The FHFA’s new director, Mel Watt, made several announcements Tuesday that departed from his predecessors and aim to maintain Fannie Mae and Freddie Mac’s role in the housing market as well as broaden home lending by the mortgage giants.
In one reversal, Watt said that Fannie Mae and Freddie Mac would keep current loan limits in place that the mortgage giants guarantee. The FHFA had planned to reduce the current limits on loans, which had set off an outcry in the housing industry that such a move could further hamper lending. Fannie Mae and Freddie Mac own or guarantee about 60 percent of mortgages in the United States. Last year, the FHFA had announced it was weighing a plan to gradually reduce the maximum loan amounts that Freddie Mac and Fannie Mae would be able to purchase for single-family mortgages. The FHFA wanted to reduce the current loan limits from $417,000 in most areas of the country and $625,500 in high-cost areas to $400,000 and $600,000, respectively, a reduction of 4.1 percent.
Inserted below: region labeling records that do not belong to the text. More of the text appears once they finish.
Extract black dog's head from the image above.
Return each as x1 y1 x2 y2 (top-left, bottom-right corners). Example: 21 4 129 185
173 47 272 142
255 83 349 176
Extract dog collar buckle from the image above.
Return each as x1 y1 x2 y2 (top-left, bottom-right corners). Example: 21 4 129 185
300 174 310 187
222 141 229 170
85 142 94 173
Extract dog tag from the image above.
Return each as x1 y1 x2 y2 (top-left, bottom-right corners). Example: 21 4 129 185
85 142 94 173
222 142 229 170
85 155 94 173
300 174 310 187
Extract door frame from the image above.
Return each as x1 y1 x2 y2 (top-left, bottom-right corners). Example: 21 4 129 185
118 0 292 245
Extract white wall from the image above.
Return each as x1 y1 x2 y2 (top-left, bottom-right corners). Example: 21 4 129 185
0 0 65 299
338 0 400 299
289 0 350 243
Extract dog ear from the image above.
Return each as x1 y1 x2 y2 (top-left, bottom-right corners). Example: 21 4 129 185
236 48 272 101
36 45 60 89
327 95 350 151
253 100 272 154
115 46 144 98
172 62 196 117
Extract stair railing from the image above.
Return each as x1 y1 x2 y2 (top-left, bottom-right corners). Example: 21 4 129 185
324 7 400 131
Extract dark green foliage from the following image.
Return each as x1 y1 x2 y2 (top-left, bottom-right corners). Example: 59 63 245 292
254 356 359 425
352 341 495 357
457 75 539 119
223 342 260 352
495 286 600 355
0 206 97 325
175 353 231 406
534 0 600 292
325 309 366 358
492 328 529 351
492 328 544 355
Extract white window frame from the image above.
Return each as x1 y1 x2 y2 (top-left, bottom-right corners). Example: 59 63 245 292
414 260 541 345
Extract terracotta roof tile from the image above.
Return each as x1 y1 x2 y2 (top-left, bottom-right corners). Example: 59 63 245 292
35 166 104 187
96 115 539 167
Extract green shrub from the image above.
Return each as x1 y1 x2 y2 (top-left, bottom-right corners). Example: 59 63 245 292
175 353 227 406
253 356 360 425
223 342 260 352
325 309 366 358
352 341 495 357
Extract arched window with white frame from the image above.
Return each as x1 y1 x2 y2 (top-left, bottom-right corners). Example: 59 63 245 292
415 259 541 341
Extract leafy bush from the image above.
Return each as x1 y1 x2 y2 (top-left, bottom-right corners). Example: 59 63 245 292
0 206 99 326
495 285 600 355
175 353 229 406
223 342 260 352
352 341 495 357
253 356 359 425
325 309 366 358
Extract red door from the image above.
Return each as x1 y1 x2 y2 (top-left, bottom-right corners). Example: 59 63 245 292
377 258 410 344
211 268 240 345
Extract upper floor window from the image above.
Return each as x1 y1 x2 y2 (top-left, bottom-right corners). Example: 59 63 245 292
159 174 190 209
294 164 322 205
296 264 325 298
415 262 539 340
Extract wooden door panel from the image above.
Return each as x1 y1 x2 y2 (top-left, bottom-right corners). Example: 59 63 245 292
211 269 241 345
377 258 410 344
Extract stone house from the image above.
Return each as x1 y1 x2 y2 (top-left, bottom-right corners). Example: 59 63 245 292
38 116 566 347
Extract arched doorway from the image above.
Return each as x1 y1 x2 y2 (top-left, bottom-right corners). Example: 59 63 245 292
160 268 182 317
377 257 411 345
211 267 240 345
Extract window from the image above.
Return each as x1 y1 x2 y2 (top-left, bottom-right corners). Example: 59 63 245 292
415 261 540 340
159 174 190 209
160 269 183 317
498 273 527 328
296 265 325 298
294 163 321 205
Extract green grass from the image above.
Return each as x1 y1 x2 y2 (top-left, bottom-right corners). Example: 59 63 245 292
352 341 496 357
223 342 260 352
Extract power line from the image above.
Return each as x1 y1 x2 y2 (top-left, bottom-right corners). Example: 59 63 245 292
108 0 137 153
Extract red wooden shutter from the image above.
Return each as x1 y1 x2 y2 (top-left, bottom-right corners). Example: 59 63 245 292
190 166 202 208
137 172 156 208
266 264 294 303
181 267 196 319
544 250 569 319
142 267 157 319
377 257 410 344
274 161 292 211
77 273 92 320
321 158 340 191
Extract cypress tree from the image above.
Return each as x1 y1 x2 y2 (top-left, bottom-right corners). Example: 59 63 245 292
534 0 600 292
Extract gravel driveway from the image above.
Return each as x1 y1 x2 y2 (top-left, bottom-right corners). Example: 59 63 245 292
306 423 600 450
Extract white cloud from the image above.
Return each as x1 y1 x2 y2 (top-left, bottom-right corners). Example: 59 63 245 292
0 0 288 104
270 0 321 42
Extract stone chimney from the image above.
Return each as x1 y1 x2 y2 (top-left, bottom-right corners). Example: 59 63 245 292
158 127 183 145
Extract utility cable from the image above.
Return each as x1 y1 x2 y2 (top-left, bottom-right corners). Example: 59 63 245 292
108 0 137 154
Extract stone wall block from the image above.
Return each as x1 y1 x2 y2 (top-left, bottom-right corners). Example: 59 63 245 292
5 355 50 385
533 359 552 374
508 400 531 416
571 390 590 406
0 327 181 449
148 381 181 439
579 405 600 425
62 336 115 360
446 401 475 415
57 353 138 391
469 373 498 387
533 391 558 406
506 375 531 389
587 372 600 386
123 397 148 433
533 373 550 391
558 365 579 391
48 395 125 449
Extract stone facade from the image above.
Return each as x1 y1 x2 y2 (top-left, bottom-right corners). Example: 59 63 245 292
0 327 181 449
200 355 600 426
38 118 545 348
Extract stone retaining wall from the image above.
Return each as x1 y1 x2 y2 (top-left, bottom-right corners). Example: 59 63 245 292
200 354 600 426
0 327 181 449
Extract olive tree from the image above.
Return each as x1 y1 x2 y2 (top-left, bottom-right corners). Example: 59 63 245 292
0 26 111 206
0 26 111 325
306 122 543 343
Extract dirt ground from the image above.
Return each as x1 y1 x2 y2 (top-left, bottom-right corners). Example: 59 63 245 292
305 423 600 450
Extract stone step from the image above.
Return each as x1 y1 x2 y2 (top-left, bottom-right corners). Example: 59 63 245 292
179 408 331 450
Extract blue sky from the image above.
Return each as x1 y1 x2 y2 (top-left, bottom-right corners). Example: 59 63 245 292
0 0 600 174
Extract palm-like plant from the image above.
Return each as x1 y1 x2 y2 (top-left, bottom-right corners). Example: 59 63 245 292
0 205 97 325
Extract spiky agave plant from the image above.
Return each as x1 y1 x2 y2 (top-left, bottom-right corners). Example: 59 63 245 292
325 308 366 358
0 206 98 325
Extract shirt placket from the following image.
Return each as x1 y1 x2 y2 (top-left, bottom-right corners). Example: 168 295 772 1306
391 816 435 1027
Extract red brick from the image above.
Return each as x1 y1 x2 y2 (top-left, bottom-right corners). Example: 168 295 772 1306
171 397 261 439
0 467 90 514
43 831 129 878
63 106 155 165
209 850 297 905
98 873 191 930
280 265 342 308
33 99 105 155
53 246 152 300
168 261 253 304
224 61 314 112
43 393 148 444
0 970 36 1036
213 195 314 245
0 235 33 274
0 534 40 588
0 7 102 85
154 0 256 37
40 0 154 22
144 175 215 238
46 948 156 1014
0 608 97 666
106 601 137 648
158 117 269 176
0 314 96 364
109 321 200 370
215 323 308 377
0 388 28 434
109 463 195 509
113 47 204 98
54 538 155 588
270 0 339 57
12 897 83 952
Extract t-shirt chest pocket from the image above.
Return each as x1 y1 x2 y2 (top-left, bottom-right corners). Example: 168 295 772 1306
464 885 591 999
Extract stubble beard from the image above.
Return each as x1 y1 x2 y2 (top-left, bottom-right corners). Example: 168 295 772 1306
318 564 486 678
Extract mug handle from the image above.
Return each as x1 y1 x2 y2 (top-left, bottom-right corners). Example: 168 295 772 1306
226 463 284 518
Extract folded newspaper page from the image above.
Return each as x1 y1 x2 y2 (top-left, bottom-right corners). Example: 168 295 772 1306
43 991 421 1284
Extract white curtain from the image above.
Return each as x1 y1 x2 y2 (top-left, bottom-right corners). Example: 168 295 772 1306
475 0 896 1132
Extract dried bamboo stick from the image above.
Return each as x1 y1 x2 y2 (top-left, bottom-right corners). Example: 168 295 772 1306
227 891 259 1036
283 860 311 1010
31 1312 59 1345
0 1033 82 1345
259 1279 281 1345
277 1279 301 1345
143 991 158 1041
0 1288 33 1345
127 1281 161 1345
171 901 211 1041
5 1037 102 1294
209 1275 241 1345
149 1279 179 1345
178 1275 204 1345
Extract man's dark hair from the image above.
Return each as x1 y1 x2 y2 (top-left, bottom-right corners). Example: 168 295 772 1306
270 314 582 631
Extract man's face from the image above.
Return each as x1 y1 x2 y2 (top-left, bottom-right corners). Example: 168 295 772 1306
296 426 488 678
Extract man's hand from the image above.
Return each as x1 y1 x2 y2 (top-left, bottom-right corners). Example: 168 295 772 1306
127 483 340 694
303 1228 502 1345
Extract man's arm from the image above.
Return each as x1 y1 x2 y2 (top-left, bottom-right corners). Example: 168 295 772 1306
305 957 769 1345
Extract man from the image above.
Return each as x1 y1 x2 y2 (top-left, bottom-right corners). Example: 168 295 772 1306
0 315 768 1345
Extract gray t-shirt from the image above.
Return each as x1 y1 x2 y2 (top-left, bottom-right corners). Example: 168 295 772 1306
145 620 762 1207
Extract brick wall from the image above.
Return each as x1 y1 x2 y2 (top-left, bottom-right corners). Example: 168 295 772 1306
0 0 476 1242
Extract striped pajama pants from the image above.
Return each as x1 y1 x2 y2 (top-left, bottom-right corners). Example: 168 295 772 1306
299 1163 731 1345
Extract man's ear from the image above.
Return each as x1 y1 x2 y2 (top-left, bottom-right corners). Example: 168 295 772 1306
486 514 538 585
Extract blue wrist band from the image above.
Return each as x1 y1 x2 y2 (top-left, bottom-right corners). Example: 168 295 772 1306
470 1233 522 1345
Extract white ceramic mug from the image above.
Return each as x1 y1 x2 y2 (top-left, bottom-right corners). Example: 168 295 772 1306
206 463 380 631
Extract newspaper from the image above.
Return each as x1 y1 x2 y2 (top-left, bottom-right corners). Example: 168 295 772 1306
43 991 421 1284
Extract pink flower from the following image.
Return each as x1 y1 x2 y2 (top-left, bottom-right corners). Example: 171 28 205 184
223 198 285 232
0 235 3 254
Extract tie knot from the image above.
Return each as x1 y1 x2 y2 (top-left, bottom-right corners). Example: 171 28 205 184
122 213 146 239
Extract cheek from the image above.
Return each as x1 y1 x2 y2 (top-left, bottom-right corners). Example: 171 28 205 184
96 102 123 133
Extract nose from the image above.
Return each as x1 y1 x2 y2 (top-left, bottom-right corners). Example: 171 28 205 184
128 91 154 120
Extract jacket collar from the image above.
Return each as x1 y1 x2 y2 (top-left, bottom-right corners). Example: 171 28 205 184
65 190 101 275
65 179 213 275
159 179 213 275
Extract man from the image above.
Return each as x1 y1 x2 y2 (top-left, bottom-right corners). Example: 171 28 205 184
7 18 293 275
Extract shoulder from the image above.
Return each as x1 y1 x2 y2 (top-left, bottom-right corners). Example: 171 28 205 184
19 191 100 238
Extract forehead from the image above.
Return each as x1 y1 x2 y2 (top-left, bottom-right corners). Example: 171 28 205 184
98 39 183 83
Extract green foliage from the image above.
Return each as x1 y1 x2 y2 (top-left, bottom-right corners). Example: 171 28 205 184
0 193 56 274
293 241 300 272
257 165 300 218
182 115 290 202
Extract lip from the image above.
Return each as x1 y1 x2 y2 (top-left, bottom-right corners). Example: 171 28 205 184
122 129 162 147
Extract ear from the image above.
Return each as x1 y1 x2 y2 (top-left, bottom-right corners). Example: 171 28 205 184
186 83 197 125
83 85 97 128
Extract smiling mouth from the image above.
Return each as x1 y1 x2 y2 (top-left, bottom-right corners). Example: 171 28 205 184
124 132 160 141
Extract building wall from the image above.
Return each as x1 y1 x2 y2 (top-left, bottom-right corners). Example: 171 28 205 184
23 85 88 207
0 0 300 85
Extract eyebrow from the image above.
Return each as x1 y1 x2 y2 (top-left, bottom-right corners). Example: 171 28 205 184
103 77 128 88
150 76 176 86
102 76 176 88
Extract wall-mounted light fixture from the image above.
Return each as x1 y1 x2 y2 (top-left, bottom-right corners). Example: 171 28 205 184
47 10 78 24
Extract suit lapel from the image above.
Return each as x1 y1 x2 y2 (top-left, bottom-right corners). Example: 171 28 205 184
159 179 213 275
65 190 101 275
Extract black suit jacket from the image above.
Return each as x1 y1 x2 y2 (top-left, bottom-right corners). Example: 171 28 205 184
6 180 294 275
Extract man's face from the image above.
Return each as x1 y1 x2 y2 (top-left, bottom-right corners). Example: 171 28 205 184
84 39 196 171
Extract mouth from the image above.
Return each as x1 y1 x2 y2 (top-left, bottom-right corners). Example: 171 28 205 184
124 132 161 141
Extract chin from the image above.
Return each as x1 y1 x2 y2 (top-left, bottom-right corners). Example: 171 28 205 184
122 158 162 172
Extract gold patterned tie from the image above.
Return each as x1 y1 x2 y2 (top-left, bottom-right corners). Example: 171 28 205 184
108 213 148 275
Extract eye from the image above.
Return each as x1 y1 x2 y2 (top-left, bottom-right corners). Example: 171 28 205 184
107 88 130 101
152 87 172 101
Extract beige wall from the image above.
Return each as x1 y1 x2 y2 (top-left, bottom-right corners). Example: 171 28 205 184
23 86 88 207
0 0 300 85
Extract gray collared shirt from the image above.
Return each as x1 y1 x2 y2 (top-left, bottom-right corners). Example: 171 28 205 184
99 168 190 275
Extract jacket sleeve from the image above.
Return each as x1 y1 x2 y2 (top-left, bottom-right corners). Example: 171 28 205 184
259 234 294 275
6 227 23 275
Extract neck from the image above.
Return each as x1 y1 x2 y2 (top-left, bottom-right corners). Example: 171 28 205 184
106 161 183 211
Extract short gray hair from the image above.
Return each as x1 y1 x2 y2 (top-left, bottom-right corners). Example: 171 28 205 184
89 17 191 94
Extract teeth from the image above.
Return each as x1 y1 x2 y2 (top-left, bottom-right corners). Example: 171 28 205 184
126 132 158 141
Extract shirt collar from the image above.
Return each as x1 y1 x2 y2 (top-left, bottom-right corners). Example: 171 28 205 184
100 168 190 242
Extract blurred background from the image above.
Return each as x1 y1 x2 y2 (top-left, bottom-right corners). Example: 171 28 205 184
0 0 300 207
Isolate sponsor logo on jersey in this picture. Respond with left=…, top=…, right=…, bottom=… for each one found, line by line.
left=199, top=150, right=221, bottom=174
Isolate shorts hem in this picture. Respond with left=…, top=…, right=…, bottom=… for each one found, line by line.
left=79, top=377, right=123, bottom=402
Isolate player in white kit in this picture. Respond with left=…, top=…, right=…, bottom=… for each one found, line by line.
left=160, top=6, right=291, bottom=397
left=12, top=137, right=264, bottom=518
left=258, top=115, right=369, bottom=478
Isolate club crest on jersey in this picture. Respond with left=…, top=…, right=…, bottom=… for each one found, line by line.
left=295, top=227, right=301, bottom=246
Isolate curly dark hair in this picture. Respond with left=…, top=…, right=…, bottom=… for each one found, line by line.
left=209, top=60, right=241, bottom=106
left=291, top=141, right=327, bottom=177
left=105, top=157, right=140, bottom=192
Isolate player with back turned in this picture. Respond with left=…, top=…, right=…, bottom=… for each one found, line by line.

“This decision is motivated by concerns about how such a reduction could adversely impact the health and current housing finance market,” Watt said at an event at the Brookings Institution in Washington, D.C., on Tuesday, to keep current limits in place.
Watt also announced that the FHFA would ease standards that it provides to banks on buying back faulty loans. For example, lenders will now allow two delinquent payments in the first 36 months after their acquisition of a loan. The change is intended to increase mortgage lending. Many banks tightened credit standards, partially because of a requirement that they take losses if a borrower defaults.
“Our overriding objective is to ensure that there is broad liquidity in the housing finance market and to do so in a way that is safe and sound,” Watt said.
Fannie and Freddie remain under U.S. conservatorship, and lawmakers’ efforts to reduce the GSEs’ footprint in the market in recent months in order to make room for more private lending have resulted in rising costs for government-backed loans.
“I don’t think it’s FHFA’s role to contract the footprint of Fannie and Freddie,” Watt said. Without proof that private investors will step in to fill the void, Watt said it “would be irresponsible” for Fannie Mae and Freddie Mac to retreat on lending.
Also on Tuesday, the Federal Housing Administration released plans to expand credit access for underserved borrowers through a pilot program called Homeowners Armed with Knowledge (or HAWK). Home buyers may be able to qualify for savings on their FHFA-insured loans by completing counseling provided by an independent nonprofit organization.